I went to the latest Brisbane YOW talk in October which had a focus on cloud computing and analytics.
First was Readify and MYOB to .Net Cloud. This was interesting as I haven’t come accross the .net cloud in practice due to it being late on the scene comparatively and most projects that I’ve come accross for distributed computing tending not to be .net. I’ve tended to favour an environment where there’s more control ala ec2 and java\scala\c based solutions even over app engine. It seems like a competent solution and to have adopted common standard practices; sql hosting or a big table like data store, worker and worker queues etc. It’s been a few years since I’ve shipped products in .net but it gave me confidence if I was stuck without any alternative the same patterns and practices I’ve been using could be brought accross pretty easily.

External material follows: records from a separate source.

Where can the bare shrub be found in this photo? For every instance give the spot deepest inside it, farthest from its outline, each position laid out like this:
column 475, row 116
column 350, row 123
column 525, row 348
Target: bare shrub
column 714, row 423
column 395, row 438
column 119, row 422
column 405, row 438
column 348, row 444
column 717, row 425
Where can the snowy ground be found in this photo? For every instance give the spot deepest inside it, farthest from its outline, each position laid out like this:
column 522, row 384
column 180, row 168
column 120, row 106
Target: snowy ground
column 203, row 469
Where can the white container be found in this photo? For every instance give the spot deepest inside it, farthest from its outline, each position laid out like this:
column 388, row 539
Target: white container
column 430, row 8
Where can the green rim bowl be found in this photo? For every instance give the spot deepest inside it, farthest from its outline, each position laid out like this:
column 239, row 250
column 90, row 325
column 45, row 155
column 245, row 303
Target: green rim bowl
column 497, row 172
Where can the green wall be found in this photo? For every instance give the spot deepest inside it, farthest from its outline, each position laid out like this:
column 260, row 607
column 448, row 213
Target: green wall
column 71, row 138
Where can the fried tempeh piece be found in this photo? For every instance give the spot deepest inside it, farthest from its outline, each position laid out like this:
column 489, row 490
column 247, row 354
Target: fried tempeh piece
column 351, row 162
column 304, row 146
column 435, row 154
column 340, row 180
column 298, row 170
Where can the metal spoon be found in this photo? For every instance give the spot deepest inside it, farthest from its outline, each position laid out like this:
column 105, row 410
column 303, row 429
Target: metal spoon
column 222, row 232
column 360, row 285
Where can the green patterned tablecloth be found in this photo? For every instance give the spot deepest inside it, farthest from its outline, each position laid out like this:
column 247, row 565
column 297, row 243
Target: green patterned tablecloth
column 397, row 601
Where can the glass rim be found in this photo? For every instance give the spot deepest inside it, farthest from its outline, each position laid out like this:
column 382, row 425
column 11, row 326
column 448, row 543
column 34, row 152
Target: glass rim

One point of interest was that of single tenant vs multi tenant data hosting. My experience is multitennant is much much harder architecturally, particularly doing things like managing upgrade and concurrent version support. While being the holy grail for the potential efficiencies, it seems to have lost the impetus that it once had as the shining light on the hill. The pattern that I seem to be seeing is that multi-tennancy is losing to virtualised single tenancy stacks. Due to the speed and cost effectiveness of being able to spin up on demand instances, ease of backup and tools like chef and puppet that make provisioning much easier, it seems like a pattern of single tenancy is becomming the default. My theory is that it’s become _so_ cheap to run virtualised stacks in a public cloud provider, that the cost of architecting and development of multtennant solutions isn’t cost efficient for most classes of problems.
One thing I don’t think we got a really clear answer on was legal implications on the cloud and offshore hosting. From my understanding even if encrypted, for various requirements like PCI-DSS and others it makes it almost impossible to use an offshore cloud for data persistence. In Aus this rules out most public cloud providers but I strongly suspect most companies are rolling this out at a dev level and not really concerning themselves with the legal implications. I was really hoping that we get an amazon cloud here but it seems like singapore will be the local hub for the generic cloud providers. Just given the sheer size of the govt market I can see a few providers lured onshore but with expensive fibre until the NBN really gets cranking it doesn’t seem like it would be very cost effective for them.
Dave Thomas was the presentation I was looking forward to most. It was focussed on end user computing for what he terms thinkers (analysts, data scientests, economists, etc). This is a topic dear to my heart with my original degree being in economics and for a new project I’m looking at kicking off, I’ll be working with some exceptional analysts that we’ll need to empower. I’ve been thinking alot about how to harvest and collect data and with some kind of cooperative process, build a toolchain for experimental and then deployable models. This is an area that is awash with hype and money at the moment due to the promise it can deliver. It really feels like the early days of Hari Seldon . The main takeaway I had was that empowering these users means that to be effective, the tools we will write as engineers cross the boundaries from high performance computing to language design and most importantly, usability with a view of the analyst at the centre. These are all individually hard problems to solve as it is, and we’re in very early days. It explains why companies such as palantir et al are growing so fast and getting alot of serious attention and money. If you get a good solution I think it’s very easy to see that it will revolutionalise business data processing as did the database before it.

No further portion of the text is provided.